Spin column-based nucleic acid purification is a solid phase extraction method to quickly purify nucleic acids. This method relies on the fact that nucleic acid will bind to the solid phase of silica under certain conditions.
The stages of the method are:
Lyse – The cells of a sample are broken open with a lysis procedure.
Bind – A buffer solution is then added to the sample along with ethanol or isopropanol. This forms the binding solution. The binding solution is transferred to a spin column and the column is put in a centrifuge. The centrifuge forces the binding solution through a silica gel membrane that is inside the spin column. If the pH and salt concentration of the binding solution are optimal, the nucleic acid will bind to the silica gel membrane as the solution passes through.

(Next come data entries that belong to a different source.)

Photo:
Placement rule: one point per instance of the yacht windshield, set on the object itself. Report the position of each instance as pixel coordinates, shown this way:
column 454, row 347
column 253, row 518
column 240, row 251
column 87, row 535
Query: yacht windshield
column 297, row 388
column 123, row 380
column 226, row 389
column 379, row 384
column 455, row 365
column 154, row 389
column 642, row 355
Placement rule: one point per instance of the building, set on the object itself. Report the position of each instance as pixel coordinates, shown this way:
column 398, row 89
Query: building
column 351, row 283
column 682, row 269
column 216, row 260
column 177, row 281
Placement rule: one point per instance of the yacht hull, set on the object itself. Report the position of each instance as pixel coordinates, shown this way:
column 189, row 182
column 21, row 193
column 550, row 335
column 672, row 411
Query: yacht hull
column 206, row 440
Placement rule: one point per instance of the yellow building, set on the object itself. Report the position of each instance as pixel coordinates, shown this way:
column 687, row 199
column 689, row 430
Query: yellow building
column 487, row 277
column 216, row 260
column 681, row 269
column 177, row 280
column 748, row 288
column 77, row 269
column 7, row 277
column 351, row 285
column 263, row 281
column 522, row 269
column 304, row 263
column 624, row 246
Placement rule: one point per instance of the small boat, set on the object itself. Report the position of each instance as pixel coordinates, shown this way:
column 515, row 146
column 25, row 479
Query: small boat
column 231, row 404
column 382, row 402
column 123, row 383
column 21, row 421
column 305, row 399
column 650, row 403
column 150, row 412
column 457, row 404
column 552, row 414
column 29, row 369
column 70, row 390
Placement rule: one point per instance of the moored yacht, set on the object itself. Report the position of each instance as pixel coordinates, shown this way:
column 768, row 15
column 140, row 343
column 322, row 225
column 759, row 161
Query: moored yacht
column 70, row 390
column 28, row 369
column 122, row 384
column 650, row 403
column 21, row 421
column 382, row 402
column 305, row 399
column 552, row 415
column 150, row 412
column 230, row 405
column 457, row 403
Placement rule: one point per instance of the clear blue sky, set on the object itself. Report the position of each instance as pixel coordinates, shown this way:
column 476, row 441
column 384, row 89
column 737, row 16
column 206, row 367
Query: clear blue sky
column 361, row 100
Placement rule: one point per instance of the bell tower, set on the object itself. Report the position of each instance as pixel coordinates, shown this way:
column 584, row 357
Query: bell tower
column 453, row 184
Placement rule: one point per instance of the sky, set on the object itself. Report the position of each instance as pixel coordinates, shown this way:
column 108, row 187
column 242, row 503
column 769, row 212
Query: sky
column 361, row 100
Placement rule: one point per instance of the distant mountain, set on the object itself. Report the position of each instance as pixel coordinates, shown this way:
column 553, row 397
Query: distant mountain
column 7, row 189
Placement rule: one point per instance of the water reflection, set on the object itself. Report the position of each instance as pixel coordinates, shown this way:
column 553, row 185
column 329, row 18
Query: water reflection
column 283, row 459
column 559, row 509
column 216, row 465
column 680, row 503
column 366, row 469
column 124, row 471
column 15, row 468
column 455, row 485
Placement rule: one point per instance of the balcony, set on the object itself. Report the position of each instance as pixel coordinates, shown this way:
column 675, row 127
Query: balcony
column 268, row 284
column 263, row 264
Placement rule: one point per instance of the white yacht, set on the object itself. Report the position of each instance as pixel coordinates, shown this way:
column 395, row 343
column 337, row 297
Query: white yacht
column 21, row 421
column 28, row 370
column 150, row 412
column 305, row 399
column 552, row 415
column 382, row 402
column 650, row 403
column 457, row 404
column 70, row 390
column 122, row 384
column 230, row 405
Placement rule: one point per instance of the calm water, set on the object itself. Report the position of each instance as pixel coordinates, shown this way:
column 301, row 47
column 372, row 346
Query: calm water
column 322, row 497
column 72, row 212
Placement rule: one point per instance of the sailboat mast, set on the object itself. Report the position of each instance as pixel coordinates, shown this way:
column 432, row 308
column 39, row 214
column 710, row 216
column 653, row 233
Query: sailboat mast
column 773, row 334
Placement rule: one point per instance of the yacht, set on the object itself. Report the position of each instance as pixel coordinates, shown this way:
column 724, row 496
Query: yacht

Wash – The flow-through is removed and a wash buffer is added to the column. The column is put in a centrifuge again, forcing the wash buffer through the membrane. This removes any remaining impurities from the membrane, leaving only the nucleic acid bound to the silica gel.
Elute – The wash buffer is removed and an elution buffer (or simply water) is added to the column. The column is put in a centrifuge again, forcing the elution buffer through the membrane. The elution buffer removes the nucleic acid from the membrane and the nucleic acid is collected from the bottom of the column.
Even prior to the major techniques employed today it was known that in the presence of chaotropic agents, such as sodium iodide or sodium perchlorate, DNA binds to silica, glass particles or to unicellular algae called diatoms which shield their cell walls with silica. This property was used to purify nucleic acid using glass powder or silica beads under alkaline conditions. This was later improved used guanidinium thiocyanate or guanidinium hydrochloride as the chaotropic agent. The use of glass beads was later changed to silica gel.